In 2008, Johnson County hired a consulting group to look at their human services system and the resulting report painted a clear picture of the number of redundancies and gaps in service provision.  

Like the young adult interacting with six departments and offices, there were numerous individuals with multiple case managers pointing them in different directions and other individuals who could have benefitted from services but were falling through the cracks. 

Familiar faces — individuals with complex behavioral health needs who frequently cycle through jails, emergency rooms, homeless shelters and other crisis services — represent a unique need within the behavioral health continuum, as they touch multiple systems across communities and often require long-term or intensive case management services to ensure treatment engagement and successful outcomes. 

NACo’s Data-Driven Justice Initiative supports communities in better aligning resources to improve outcomes for familiar faces through cross-system data-sharing platforms or strategies that coordinate care from one provider to another with the goal of engaging vulnerable residents in effective treatment and reducing costs to these service systems.

Communities have developed different approaches in order to share sensitive data across systems. In some cases, data-sharing platforms pull limited or “de-identified” data to match individuals across providers so that communities can identify their highest utilizers and build a case management or reentry plan. Another option is to pull all the data to a provider with access to sensitive information, such as a behavioral health service provider. In some communities, individuals are asked to sign a universal release of information so that their data can be shared across systems. 

Johnson County, Kan. developed My Resource Connection, a sequel server that pulls data on a view-only basis. The server extracts data each night from diverse data systems throughout the county, matches individuals by name, date of birth and case manager and provides a report each morning that shows specific services each individual is receiving. 

The system also generates an email to case managers to notify them when they have a mutual client with another provider in the county — meaning one of their clients was entered into another data system, for example, the jail management system — enabling the case manager to take quick action in creating a reentry or response plan.  
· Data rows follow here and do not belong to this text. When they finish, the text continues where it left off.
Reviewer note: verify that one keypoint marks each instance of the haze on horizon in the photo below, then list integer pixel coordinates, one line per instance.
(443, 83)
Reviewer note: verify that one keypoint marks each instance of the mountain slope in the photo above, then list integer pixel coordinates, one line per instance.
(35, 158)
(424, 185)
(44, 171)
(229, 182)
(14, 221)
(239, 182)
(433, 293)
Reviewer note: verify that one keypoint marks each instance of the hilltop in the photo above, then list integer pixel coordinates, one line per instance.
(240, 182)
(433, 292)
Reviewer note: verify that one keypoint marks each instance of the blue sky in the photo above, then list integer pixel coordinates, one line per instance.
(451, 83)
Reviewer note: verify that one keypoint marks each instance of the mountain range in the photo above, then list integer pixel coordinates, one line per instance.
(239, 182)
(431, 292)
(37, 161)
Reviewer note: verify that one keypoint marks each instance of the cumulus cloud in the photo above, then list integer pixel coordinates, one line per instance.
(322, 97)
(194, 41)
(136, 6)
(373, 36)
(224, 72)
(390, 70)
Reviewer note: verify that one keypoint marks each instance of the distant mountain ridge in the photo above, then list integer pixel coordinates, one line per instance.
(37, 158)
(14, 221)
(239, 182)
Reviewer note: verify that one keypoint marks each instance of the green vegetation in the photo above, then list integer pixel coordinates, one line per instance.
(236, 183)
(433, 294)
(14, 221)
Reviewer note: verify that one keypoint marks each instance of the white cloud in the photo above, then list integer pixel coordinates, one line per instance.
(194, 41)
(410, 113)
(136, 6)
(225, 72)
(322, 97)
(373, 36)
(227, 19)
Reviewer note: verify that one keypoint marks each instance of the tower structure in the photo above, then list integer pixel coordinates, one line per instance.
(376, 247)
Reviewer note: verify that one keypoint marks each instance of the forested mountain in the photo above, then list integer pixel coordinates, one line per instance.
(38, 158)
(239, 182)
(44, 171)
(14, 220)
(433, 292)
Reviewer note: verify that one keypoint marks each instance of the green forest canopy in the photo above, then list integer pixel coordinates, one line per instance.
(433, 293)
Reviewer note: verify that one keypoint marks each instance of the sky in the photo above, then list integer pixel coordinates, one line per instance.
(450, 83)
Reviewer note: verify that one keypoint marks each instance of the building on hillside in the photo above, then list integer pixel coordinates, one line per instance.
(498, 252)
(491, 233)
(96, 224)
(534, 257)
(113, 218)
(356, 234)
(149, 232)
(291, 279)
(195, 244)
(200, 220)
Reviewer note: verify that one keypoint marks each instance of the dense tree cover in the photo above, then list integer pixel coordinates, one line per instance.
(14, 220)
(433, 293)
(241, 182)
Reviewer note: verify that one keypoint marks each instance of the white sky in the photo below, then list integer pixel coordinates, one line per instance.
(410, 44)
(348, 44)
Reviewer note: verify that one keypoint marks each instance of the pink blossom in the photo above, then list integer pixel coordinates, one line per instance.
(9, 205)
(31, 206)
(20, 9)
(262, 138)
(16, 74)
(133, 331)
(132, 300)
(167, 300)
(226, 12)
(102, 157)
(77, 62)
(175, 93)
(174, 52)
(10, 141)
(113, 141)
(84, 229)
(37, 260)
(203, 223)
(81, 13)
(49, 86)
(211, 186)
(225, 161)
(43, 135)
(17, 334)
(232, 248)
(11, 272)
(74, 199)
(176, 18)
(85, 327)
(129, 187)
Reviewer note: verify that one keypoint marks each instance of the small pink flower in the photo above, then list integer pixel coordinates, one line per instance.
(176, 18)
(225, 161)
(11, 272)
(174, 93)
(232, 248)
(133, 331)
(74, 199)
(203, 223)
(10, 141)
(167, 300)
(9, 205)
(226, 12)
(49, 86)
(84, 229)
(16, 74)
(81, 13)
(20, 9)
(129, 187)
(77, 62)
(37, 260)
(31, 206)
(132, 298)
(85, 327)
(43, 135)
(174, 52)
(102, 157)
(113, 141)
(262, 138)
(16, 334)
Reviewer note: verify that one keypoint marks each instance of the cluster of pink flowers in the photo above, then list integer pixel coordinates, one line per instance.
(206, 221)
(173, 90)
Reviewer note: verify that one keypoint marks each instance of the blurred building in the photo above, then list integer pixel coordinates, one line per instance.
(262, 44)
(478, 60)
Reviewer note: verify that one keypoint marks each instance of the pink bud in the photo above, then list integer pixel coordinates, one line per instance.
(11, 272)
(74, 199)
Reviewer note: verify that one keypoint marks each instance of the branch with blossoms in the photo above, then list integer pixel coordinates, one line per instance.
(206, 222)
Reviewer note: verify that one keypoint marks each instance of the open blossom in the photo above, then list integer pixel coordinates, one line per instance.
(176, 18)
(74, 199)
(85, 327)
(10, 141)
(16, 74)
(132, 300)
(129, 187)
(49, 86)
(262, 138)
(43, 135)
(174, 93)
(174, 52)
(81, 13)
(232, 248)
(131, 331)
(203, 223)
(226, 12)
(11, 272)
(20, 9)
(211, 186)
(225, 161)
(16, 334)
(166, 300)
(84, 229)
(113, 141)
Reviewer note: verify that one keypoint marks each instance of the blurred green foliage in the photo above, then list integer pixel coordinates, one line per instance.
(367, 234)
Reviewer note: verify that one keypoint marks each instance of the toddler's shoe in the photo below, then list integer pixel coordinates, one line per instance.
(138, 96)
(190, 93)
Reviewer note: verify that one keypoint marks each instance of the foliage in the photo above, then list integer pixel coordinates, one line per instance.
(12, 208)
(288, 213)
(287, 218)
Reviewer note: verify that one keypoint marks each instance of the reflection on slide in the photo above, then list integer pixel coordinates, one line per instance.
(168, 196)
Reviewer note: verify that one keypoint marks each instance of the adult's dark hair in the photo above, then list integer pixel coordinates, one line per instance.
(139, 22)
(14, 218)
My Resource Connection does not store data, nor does it release any health-related information, such as a diagnosis. It simply matches individuals, generates that information and from there, it is incumbent on the case manager to request additional information (which may require privacy releases) or take further action.

Through cross-system data-alignment strategies that identify who a community’s familiar faces are, the services they need and which service or agency connections need to be forged or strengthened, the DDJ (data-driven justice_ initiative demonstrates how information and data-sharing can break the cycle of costly, frequent incarceration and improve outcomes for familiar faces. 

In counties without a behavioral health crisis response system, law enforcement dispatch followed by a jail booking or an emergency department admission is often the de facto response to a crisis situation. There is consensus that jail is not the appropriate setting to treat mental illness nor is a hospital emergency department an effective, long-term care solution, yet residents experiencing a behavioral health crisis often have nowhere else to go and law enforcement has no other safe response option. 

While the mental health needs of residents being booked into jails have been the impetus for many aspects of criminal justice reform, counties are encouraged to engage with DDJ to build out the connections among service providers in their communities, where these needs are most appropriately met. A reduced reliance on law enforcement and jails to meet a community’s mental health needs allows law enforcement to devote more time and resources on public safety needs, also improving overall community wellbeing. 

One segment of local government, one department or one agency cannot address all of the needs of familiar faces alone.